Por Fernanda Sarate >>

Todos conhecem o tipo: você chega ao trabalho e ele já está lá. Quando sai, ele ainda fica. Leva sempre trabalho para casa. Este parece ser um funcionário comprometido com a empresa, que ama seu trabalho. Será?

Cada vez mais se fala em administração do tempo. O que antes era visto pelas empresas como sinônimo de comprometimento, hoje já é questionado. Espera-se que o profissional saiba estabelecer prioridades, diferenciar o urgente do importante, administrar sua pauta diária e, também, saiba dizer não. Assim, ser visto depois do expediente e nos finais de semana trabalhando, com a mesa repleta de relatórios, já é visto em muitos ambientes corporativos como falta de organização e má administração do tempo.
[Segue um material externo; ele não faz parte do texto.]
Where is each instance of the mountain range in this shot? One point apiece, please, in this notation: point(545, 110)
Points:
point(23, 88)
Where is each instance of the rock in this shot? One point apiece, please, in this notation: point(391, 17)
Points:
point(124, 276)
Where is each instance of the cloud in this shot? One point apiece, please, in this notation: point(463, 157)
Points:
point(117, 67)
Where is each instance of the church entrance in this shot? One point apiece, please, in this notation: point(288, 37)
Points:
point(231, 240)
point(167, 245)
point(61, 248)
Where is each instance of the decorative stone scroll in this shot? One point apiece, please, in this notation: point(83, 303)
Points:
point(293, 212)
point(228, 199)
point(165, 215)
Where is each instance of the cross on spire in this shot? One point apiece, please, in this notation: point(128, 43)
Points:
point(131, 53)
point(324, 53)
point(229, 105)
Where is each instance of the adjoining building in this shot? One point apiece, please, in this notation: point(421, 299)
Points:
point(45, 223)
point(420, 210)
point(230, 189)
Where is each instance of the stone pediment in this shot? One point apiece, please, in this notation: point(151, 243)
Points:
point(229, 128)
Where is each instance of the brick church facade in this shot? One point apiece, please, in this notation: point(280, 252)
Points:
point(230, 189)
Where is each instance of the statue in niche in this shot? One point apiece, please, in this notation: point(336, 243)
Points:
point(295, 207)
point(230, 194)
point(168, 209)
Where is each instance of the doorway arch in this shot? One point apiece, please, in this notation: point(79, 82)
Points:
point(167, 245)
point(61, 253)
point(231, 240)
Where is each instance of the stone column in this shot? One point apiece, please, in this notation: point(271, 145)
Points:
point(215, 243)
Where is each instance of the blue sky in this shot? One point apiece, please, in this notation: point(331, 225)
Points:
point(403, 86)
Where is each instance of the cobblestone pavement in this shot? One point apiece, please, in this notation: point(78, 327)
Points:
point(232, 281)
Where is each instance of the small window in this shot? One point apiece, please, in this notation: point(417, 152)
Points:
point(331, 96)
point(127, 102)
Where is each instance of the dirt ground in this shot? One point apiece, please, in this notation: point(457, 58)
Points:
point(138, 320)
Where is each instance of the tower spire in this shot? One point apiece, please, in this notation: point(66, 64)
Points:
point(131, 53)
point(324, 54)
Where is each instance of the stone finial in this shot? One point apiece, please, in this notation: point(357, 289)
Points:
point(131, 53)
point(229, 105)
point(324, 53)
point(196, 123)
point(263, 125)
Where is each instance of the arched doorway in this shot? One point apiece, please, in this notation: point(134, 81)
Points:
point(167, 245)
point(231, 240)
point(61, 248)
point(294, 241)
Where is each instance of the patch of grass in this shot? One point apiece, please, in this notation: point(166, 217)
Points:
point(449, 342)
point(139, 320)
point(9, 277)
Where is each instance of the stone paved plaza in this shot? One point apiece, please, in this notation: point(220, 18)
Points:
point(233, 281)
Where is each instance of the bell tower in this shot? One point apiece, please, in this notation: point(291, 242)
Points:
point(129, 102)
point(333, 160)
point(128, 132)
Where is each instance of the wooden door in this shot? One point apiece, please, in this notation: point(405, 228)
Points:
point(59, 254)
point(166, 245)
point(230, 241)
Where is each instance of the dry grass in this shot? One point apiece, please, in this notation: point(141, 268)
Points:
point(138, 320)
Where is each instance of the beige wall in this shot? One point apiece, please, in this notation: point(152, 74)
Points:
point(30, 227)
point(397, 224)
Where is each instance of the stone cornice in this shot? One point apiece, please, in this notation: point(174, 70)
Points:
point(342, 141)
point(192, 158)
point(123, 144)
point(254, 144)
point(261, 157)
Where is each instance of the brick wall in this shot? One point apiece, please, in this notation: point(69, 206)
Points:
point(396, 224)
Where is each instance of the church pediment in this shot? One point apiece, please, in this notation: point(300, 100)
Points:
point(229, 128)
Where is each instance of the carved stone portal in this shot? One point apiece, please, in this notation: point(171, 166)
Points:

Mas, claro, existem aqueles que se sentem impelidos a só “ficar mais um pouquinho”, que gostam de estar na empresa, participar de todas as suas atividades e que não percebem a sobrecarga com maus olhos. Por muito tempo se utilizou o termo workaholic para designar este profissional. Mas será que a empresa não preferiria ter um worklover em seu quadro funcional?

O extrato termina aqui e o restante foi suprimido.